Des partis politiques en quête d'électeurs

Les responsables des différentes formations politiques ont multiplié, durant cette campagne électorale qui avait débuté le 9 avril dernier, les meetings et les activités de proximité pour convaincre les électeurs de la pertinence, non pas de leurs programmes dont personne n'a certainement retenu grand-chose, mais surtout de la nécessité de l’acte de voter.

Les discours des partis durant cette campagne se sont cristallisés autour de l'appel à se rendre massivement aux urnes le jour du scrutin pour "préserver la paix et la sécurité du pays".

Des appels soutenus par ceux du premier ministre et les membres du gouvernement mais aussi par un appel du chef de l'Etat à se rendre en masse le 4 mai s’engageant à faire respecter la voix des électeurs. Un appel devenu leitmotiv et qui fait converger tous le discours politique à se fondre dans le moule de la participation.

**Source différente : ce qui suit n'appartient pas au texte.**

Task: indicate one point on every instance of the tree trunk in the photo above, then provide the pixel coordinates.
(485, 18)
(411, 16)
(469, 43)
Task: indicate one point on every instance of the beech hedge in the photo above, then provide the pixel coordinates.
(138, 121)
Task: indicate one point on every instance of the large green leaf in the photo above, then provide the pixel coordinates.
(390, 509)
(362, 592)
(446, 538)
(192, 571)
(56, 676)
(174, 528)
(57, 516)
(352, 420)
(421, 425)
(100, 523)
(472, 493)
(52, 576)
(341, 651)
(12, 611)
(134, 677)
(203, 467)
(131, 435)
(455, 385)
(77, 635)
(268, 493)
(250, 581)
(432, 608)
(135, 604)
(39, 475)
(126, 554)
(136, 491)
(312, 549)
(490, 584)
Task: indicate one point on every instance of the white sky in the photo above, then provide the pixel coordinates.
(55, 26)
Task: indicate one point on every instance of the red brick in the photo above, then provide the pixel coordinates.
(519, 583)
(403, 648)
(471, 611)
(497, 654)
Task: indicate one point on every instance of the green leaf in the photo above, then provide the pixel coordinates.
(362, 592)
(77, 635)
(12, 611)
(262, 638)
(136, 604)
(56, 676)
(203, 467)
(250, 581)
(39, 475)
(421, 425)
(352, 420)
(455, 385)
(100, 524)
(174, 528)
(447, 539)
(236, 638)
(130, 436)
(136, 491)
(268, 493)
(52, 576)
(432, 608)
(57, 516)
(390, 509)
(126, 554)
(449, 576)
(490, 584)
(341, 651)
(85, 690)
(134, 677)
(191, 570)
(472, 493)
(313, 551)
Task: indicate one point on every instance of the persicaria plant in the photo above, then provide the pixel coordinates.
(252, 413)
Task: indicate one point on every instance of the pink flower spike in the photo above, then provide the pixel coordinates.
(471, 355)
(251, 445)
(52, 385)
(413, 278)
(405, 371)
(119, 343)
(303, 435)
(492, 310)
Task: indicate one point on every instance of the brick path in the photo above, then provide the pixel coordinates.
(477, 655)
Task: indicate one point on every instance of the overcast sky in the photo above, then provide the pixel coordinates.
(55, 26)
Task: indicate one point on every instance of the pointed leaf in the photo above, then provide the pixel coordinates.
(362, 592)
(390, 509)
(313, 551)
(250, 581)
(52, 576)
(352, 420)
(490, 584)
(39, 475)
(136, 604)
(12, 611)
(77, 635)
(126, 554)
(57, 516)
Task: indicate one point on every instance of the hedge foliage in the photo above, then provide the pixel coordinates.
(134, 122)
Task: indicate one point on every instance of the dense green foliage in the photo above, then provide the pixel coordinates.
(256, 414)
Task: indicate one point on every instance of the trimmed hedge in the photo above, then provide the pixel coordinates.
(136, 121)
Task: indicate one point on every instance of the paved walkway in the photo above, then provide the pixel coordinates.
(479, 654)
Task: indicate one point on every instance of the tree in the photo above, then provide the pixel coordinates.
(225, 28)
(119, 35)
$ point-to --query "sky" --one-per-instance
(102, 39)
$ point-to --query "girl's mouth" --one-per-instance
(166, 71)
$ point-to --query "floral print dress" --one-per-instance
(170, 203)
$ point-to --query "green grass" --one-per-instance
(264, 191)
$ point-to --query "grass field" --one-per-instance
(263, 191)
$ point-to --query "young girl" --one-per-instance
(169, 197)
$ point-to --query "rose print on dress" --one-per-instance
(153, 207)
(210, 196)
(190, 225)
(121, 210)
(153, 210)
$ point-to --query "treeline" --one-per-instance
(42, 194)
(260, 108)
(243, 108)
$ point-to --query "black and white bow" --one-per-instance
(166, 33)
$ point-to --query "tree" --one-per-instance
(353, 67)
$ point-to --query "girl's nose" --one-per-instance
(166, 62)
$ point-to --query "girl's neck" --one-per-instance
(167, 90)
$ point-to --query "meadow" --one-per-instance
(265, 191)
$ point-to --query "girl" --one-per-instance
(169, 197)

Satisfecit de la HIISE satisfaite et début de vote des expatriés

Concernant le déroulement de la campagne électorale, le président de la Haute instance indépendante de surveillance des élections (HIISE), Abdelwahab Derbal, a exprimé, à maintes reprises, son "satisfecit" quant au bon déroulement de cette campagne.

Le même satisfecit a été exprimé par le ministre de la Communication et le président de l'Autorité de régulation de l'audiovisuel (ARAV) concernant la couverture médiatique de la campagne électorale, laquelle, selon leurs déclarations, n'a enregistré aucun dépassement.

La fin de la campagne électorale pour les législatives du 4 mai coïncide avec la poursuite du vote de la communauté nationale à l'étranger où près d'un million d'électeurs sont appelés à élire leurs huit représentants au sein de la prochaine Assemblée populaire nationale (APN).

Obligation de silence

Les chaînes de télévision et de radio, publiques et privées, sont interdites de couvrir la campagne électorale des législatives du 4 mai 2017 "sous quelque forme que ce soit" au delà de sa période légale, qui a pris fin à minuit.

Les responsables des médias audiovisuels sont donc invités par l'ARAV à "bannir, durant ces trois jours de silence, toute forme de propagande ou de couverture politique, toute diffusion d’émission directe, toute opération de sondage et toute publication de résultat avant la fermeture du dernier bureau de vote".